Induction Certification (prototype)

The current prototype checks explicit induction-head certificates. Certificates are produced by untrusted Python scripts and verified by the Lean CLI; no model forward pass runs in Lean. The input setup follows the standard literature diagnostic: repeated token patterns (pattern repeated twice) and attention stripes that look back by one period.

For a step-by-step walkthrough, see docs/demo.md.
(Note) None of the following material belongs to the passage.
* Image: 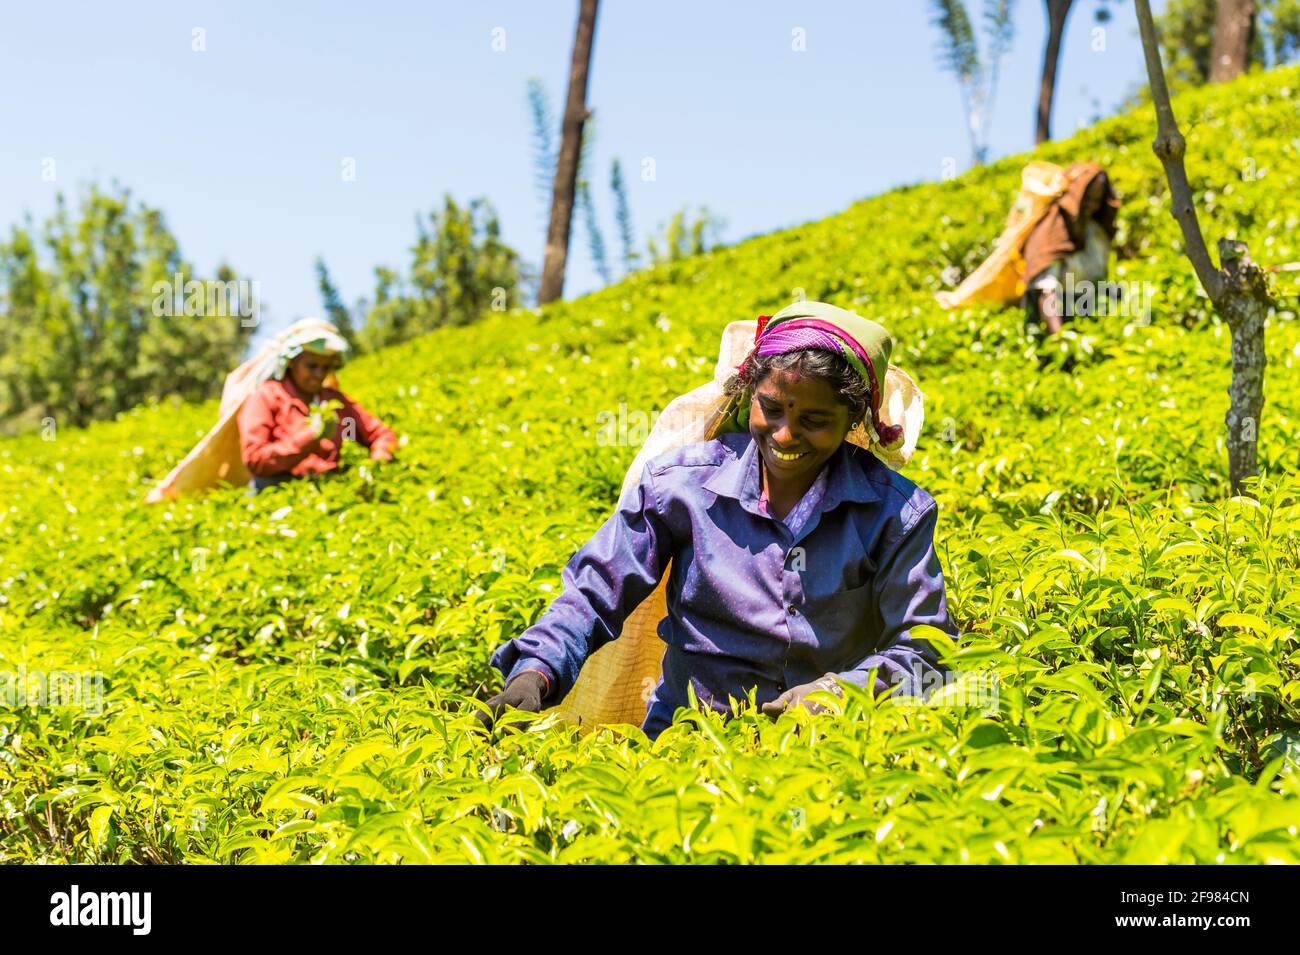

For a careful statement of what certificates do and do not claim, see docs/cert_usefulness.md.

Build a head certificate (untrusted)

python scripts/build_gpt2_induction_cert.py \
  --output reports/gpt2_induction.cert \
  --layer 0 --head 5 --seq 32 --pattern-length 16 \
  --random-pattern --seed 0 \
  --active-eps-max 1/2

Layer/head indices in the generator are 0-based to match the literature.

To emit an induction-aligned certificate (explicit prompt period metadata):

python scripts/build_gpt2_induction_cert.py \
  --output reports/gpt2_induction.cert \
  --layer 0 --head 5 --seq 32 --pattern-length 16 \
  --random-pattern --seed 0 \
  --active-eps-max 1/2 \
  --kind induction-aligned

To certify a non-vacuous logit-diff lower bound, supply a direction:

python scripts/build_gpt2_induction_cert.py \
  --output reports/gpt2_induction.cert \
  --layer 0 --head 5 --seq 32 --pattern-length 16 \
  --random-pattern --seed 0 \
  --active-eps-max 1/2 \
  --direction-target 1268 --direction-negative 1796

Or let the untrusted script search for a direction in a vocab slice:

python scripts/build_gpt2_induction_cert.py \
  --output reports/gpt2_induction.cert \
  --layer 0 --head 5 --seq 32 --pattern-length 16 \
  --random-pattern --seed 0 \
  --active-eps-max 1/2 \
  --search-direction --direction-vocab-min 1000 --direction-vocab-max 2000 \
  --direction-min-lb 1/10 \
  --direction-report-out reports/direction_report.txt --direction-topk 10 \
  --tokens-out reports/gpt2_induction.tokens

Direction search is untrusted witness generation; the Lean CLI only verifies the resulting explicit certificate. The direction report lists the top-ranked candidates by estimated lower bound so you can pick a stable non-vacuous direction.

Optional direction metadata:

--direction-target <token_id> --direction-negative <token_id>

Verify a head certificate (trusted checker)

lake exe nfp induction verify --cert reports/gpt2_induction.cert

Optional gates:

--min-active <n>   --min-margin <rat>   --max-eps <rat>   --min-logit-diff <rat>   --tokens <path>
--min-stripe-mean <rat>   --min-copying <rat>   --min-stripe-top1 <rat>

The CLI reports the certificate kind in its success message (e.g., onehot-approx (proxy) or induction-aligned).

If --tokens is provided, the CLI verifies:

  • kind onehot-approx: prev/active match previous-occurrence semantics.
  • kind induction-aligned: the token sequence is periodic with the declared period.

For kind induction-aligned, the checker uses the prefix-matching (stripe-mean) and copying metrics (not softmax-margin/onehot). The min-margin, max-eps, and min-logit-diff gates apply only to onehot-approx. Defaults for stripe-mean and copying are 0. stripe-top1 is only used for stripe certificates. Induction-aligned certificates must include copy-logit entries.

Example non-vacuous check:

lake exe nfp induction verify --cert reports/gpt2_induction.cert --min-logit-diff 1/10

Verify a batch (trusted checker)

lake exe nfp induction verify --batch reports/gpt2_induction.batch

Batch file format (all fields optional unless noted):

min-active <n>
min-logit-diff <rat>
min-margin <rat>
max-eps <rat>
min-stripe-mean <rat>
min-copying <rat>
min-avg-logit-diff <rat>
item <cert_path> [tokens_path]

item entries are required. min-avg-logit-diff enforces an average logit-diff lower bound across all items (requires direction metadata in each cert).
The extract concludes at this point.